Filed Under:Risk Management, Weather Risk

Latest Atlantic hurricane, Ophelia, set to spur record U.K. wind power

The storm has the potential to be a “high impact event” in some parts of Ireland. (Image: NOAA)
The storm has the potential to be a “high impact event” in some parts of Ireland. (Image: NOAA)

(Bloomberg) -- This year’s Atlantic hurricane season is so fierce that even Ireland and Britain will get a piece of the action.

Ophelia moving NE

Ophelia, the 10th straight Atlantic tropical storm to become a hurricane, is moving northeast and will approach Ireland on Monday before moving over Scotland, according to the U.S. National Hurricane Center. With winds currently about 90 miles per hour, it’s set to be the strongest storm in the far eastern Atlantic since Hurricane Ivan in 1980.

Related: 'Extremely active' hurricane season is 3rd worst on record

This Atlantic storm season has already racked up the most consecutive hurricanes since the late 19th century and brought devastation to Florida, Texas and Puerto Rico. Europe had a taste of the stormy conditions early this month from the remnants of hurricanes Maria and Lee, which helped push U.K. wind-power generation to a record. 

“What normally happens with these things is that we get some really good production,” said Stephen Lilley, a partner at Greencoat Capital LLP, which manages funds that invest in wind farms including four in Northern Ireland. “We generate up to 50 miles per hour, which is pretty windy, but above that, you turn it off. It’s never up there for very long.”

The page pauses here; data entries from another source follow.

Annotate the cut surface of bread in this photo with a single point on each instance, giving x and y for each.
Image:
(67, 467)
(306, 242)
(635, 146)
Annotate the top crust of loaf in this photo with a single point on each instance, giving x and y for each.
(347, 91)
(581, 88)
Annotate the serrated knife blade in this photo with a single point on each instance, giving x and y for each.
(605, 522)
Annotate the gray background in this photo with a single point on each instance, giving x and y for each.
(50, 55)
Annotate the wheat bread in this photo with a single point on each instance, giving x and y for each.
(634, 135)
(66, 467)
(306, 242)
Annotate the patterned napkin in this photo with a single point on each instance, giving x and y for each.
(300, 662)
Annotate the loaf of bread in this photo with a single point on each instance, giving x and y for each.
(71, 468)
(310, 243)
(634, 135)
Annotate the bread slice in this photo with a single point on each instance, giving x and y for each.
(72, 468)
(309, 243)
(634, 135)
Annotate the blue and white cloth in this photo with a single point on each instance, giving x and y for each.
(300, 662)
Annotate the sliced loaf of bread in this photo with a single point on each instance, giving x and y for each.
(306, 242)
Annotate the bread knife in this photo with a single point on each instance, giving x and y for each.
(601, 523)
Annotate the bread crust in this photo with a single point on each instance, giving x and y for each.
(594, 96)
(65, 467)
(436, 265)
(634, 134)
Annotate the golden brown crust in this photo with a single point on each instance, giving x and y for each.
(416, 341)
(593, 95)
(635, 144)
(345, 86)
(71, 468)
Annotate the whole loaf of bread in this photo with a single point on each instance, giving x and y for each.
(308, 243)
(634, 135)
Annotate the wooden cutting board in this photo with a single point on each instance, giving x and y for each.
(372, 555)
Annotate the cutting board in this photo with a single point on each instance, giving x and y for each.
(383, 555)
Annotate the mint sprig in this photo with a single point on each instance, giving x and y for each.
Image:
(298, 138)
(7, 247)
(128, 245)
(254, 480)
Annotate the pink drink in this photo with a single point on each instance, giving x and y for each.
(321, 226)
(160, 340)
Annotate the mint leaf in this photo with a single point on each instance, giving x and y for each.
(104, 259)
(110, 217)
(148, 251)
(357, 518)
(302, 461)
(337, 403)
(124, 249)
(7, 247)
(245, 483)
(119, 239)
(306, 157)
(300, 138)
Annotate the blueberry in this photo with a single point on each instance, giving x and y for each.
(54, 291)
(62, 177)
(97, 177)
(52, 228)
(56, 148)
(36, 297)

Chance of damage to tile roofs

Ophelia is likely to cause transport delays, and there’s a slight chance of power cuts and damage to tile roofs on buildings on Monday, the Met Office said as it issued a wind warning for that day. U.K. wind generation is forecast to reach a record 9.3 gigawatts on Oct. 19, beating the previous high of 8.9 gigawatts at the start of the month.

“There may be gale-force winds, or even severe gale-force winds, on Monday, possibly Tuesday,” said Nicola Maxey, a spokeswoman for the U.K. Met Office, which is based in Exeter, England. The west coasts of Ireland and England will probably be worst hit.

While a stormy day for Monday is possible, “uncertainty remains, due to the nature of the track of the Atlantic storm system,” Ireland’s Met Eireann said on its website. The storm has the potential to be a “high impact event” in some parts of the country.

Ophelia’s maximum sustained winds are now 90 miles (144 kilometers) per hour, the NHC said in an advisory on its website. That’s twice as high as gale force winds, which top out at 54 miles per hour.

Likely to lose intensity

As the storm travels northeast, it’ll probably lose intensity as it moves away from the warm water needed to sustain it, said Maxey at the U.K. Met Office.

“It will become an ex storm,” she said. “They dissipate quite quickly once they hit land.”

Related: Catastrophe global re/insurance losses will exceed $100 billion in 2017, Fitch says

The Atlantic season ranked seventh on the all-time list in terms of energy produced by hurricanes and tropical storms.

This year’s tally of 15 storms is above the seasonal average of 12, but less than the record 28 in 2005.